When dad would fire up attempt to squeeze some audible worth from The Kingston Trio it seemed obvious enough that they were hopelessly uncool, but I never understood any of the back story:
Despite the Kingston Trio's nearly unprecedented success in record sales, by early 1961 a rift developed and deepened between Guard on one side and Shane and Reynolds on the other. Guard had been referred to in the press and on the albums' liner notes as the "acknowledged leader" of the group,[8] a description never wholly endorsed by Shane and Reynolds, who felt themselves equal contributors to the group's repertoire and success. Guard wanted Shane and Reynolds to follow his lead and learn more of the technical aspects of music and to redirect the group's song selections,[41] in part because of the withering criticism that the group had been getting from more traditional folk performers for the Trio's smoother and more commercial versions of folk songs and for the money-making copyrights that the Kingston group had secured for their arrangements of public domain songs.[1] Shane and Reynolds felt that the formula for song selection and performance that they had painstakingly developed and rehearsed still served them well.[41]
Furthermore, over $100,000 appeared to be missing from the Trio's publishing royalties (an accounting error eventually rectified)[41] and that created an additional irritant to both sides: to Guard because he regarded it as inexcusable carelessness and to Shane and Reynolds because it highlighted what they perceived as Guard's propensity to claim individual copyright for some of the group's songs,[42] including "Tom Dooley" (though Guard eventually lost a suit over copyright for that number to Alan Lomax, Frank Warner, and Frank Proffitt)[43] and "Scotch and Soda".[42]
Such an obvious business model: take someone else's freely-given effort and spin it into cash. It's like they invented the internet.

What assholes.

14 comments:

ifthethunderdontgetya™³²®© said...

They should sue Bill Gates.
~

J— said...

Wow, "Tom Dooley" is from way back, like just after the Civil War, if I remember right.

Off to follow the Wikilinks.

J— said...

The Wikipedia entry for Frank Proffitt lists his occupations as "farmer, cultural guardian, infrequent songwriter."

I think I need to update my CV to include adjectives, like imaginary tough guy, inveterate underachiever.

fish said...

The Huffington Trio

Substance McGravitas said...

Well done.

J Neo Marvin said...

In a further twist, Guard was eventually replaced by an actual songwriter, John Stewart, who among other things wrote "Daydream Believer" for the Monkees.

Having had nonstop injections of Kingston Trio records from birth, I have a lingering affection for this stuff, corny as it may be.

Big Bad Bald Bastard said...

Wow, "Tom Dooley" is from way back, like just after the Civil War, if I remember right.
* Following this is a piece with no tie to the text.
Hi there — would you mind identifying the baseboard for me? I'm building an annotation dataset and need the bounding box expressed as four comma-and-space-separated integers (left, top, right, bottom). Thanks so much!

As far as I know, it's about a married guy who contracted an STD from his mistress and kills her in a fit of rage.

Having had nonstop injections of Kingston Trio records from birth, I have a lingering affection for this stuff, corny as it may be.
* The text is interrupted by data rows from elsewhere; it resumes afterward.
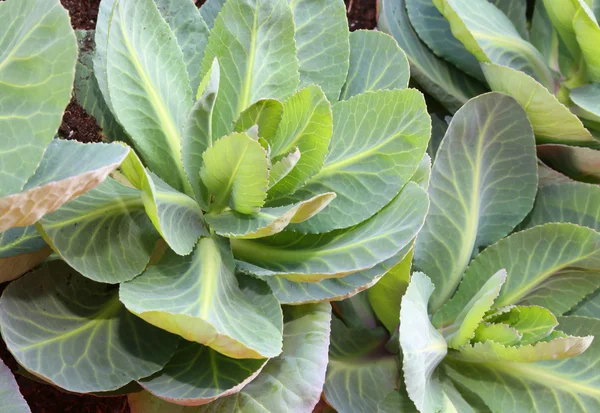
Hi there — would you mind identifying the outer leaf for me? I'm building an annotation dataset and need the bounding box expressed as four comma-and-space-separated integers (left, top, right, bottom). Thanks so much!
94, 0, 116, 113
0, 0, 76, 196
233, 99, 284, 142
0, 261, 179, 393
120, 236, 283, 359
411, 153, 432, 190
368, 248, 414, 333
200, 132, 269, 214
445, 316, 600, 412
537, 161, 574, 186
0, 140, 129, 232
325, 319, 399, 413
570, 288, 600, 317
377, 390, 418, 413
400, 272, 447, 413
521, 181, 600, 231
106, 0, 193, 194
137, 276, 281, 405
39, 178, 160, 283
201, 0, 300, 140
571, 84, 600, 121
0, 359, 30, 413
486, 305, 558, 344
406, 0, 485, 81
153, 0, 210, 93
473, 323, 522, 345
0, 246, 51, 283
542, 0, 582, 59
482, 63, 597, 146
530, 0, 561, 72
573, 0, 600, 82
287, 0, 349, 102
537, 144, 600, 183
427, 114, 448, 161
339, 30, 410, 100
199, 0, 226, 29
233, 182, 428, 282
490, 0, 528, 39
281, 89, 429, 233
434, 224, 600, 326
0, 226, 46, 259
443, 270, 507, 349
378, 0, 486, 113
205, 193, 336, 239
414, 93, 537, 312
182, 59, 219, 207
433, 0, 554, 88
266, 86, 333, 200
Me too, and I love The Merry Minuet.

El Manquécito said...

Despite having been subjected to endless KT in my youth I can't stand them though I did like the late John Stewart, like Neo sez a real songwriter and a funny guy.
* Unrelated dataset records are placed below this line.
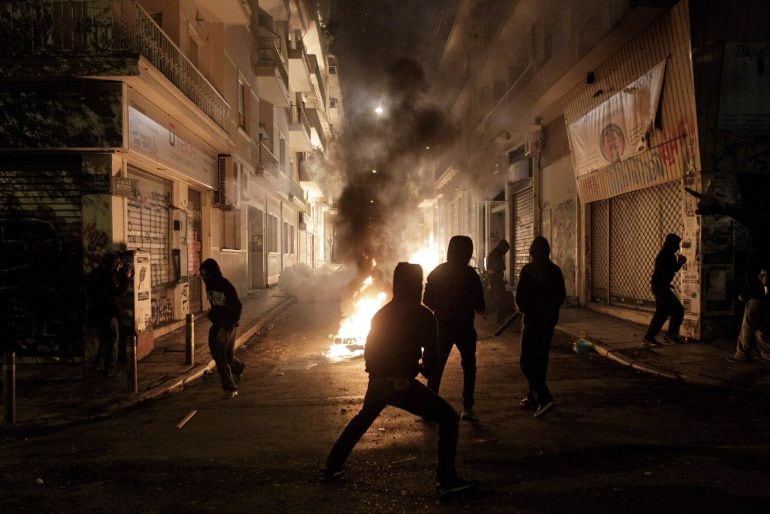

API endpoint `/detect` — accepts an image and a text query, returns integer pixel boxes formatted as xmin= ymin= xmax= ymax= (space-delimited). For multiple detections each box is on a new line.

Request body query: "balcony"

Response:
xmin=305 ymin=107 xmax=327 ymax=153
xmin=258 ymin=136 xmax=280 ymax=176
xmin=289 ymin=103 xmax=312 ymax=152
xmin=0 ymin=0 xmax=230 ymax=131
xmin=287 ymin=40 xmax=313 ymax=93
xmin=306 ymin=54 xmax=327 ymax=112
xmin=289 ymin=179 xmax=306 ymax=210
xmin=255 ymin=34 xmax=290 ymax=107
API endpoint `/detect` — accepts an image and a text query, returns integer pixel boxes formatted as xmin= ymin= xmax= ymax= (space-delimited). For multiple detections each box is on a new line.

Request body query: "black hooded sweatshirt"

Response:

Substance McGravitas said...

When someone says "The Kingston Trio" I hear The Folksmen instead.

J Neo Marvin said...

The Folksmen were to the Kingston Trio what the Rutles were to the Beatles, so that's no surprise.

Dr.BDH said...

But then Dave Guard went to Hawaii and recorded Gabby Pahiunui and brought real Hawaiian slack key music to the world.

http://www.discogs.com/Gabby-Pahinui-Pure-Gabby/release/2186773

So there's that.

Substance McGravitas said...

I got some Gabby! Fine stuff.

Anonymous said...

"The Kingston Trio were not the first recording artists to claim copyrights to material which was assumed to be in the public domain. In the 1920s, Carson Robison, the Carter Family, Jimmie Rodgers and others recorded many traditional songs which they or their publishers copyrighted. Leadbelly, Woody Guthrie, and the Weavers did the same in the 1940s and 1950s.

"Similarly, folk song collectors such as John and Alan Lomax routinely copyrighted the songs in their published collections...

"Be that as it may, a protracted legal battle followed the success of the Kingston Trio's recording of "Tom Dooley," no doubt fueled by the tremendous profits the song was generating, which resulted in an out-of-court settlement in 1962 whereby all subsequent royalties that accrued to the song were to go to Ludlow Music who represented the interests of John A. Lomax, Alan Lomax and Frank Warner..."

http://www.kingstontrioplace.com/tdooleydoc.htm

Substance McGravitas said...

Yes, the Kingston Trio were jerks and others were also jerks.